Il Mondo was founded in 1949. The first issue of the magazine was released on 19 February 1949, with articles against the welfare state and Keynesian economics. In economics, the magazine was inspired by the economic theories of Ludwig von Mises and Friedrich Hayek. It adopted a leftist-liberal approach. Initially born as an anti-communist and laicist periodical, during the years it maintained a line of total independence from "the powers that be" in politics and finance. People writing for Il Mondo included Adolfo Battaglia, Ennio Flaiano, Ernesto Rossi, Giovanni Spadolini, Enzo Forcella, Antonio Cederna, Roberto Pane, Marco Pannella, Eugenio Scalfari, Tommaso Landolfi, Indro Montanelli, Vittorio De Caprariis and Panfilo Gentile. Writers Thomas Mann and George Orwell were among the foreign contributors. The headquarters of the weekly was in Rome.

In the early years the average circulation was between 15,000 and 18,000 copies, with a peak of 20,000. In the period between 1952 and 1953 the number of the pages was 12. In 1955 Pannunzio brought the pages of the magazine from 12 to 16 pages, while in 1956, the publisher decided to bring back Il Mondo to 12 pages. In September the magazine was yielded to a company whose main shareholders were Nicolò Carandini and Adriano Olivetti.
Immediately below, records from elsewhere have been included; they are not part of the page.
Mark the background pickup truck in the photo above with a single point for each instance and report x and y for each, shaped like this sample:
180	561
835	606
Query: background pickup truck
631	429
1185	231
The magazine closed in March 1966.

===Relaunch and definitive closing===
In 1969 Rizzoli acquired the rights for the magazine, and relaunched it as a Time-format news magazine. After a few years, Il Mondo went from a weekly news magazine to a specializing in economics publication, something groundbreaking for the time in Italy. In the 1990s it began the long agony, and in the final period the magazine was sold as a supplement of the Corriere della Sera. The magazine was published weekly on Fridays.

From December 2002 to November 2003 the average circulation of Il Mondo was 94,729 copies. The magazine sold 78,430 copies in 2007.

Il Mondo finally closed in February 2014.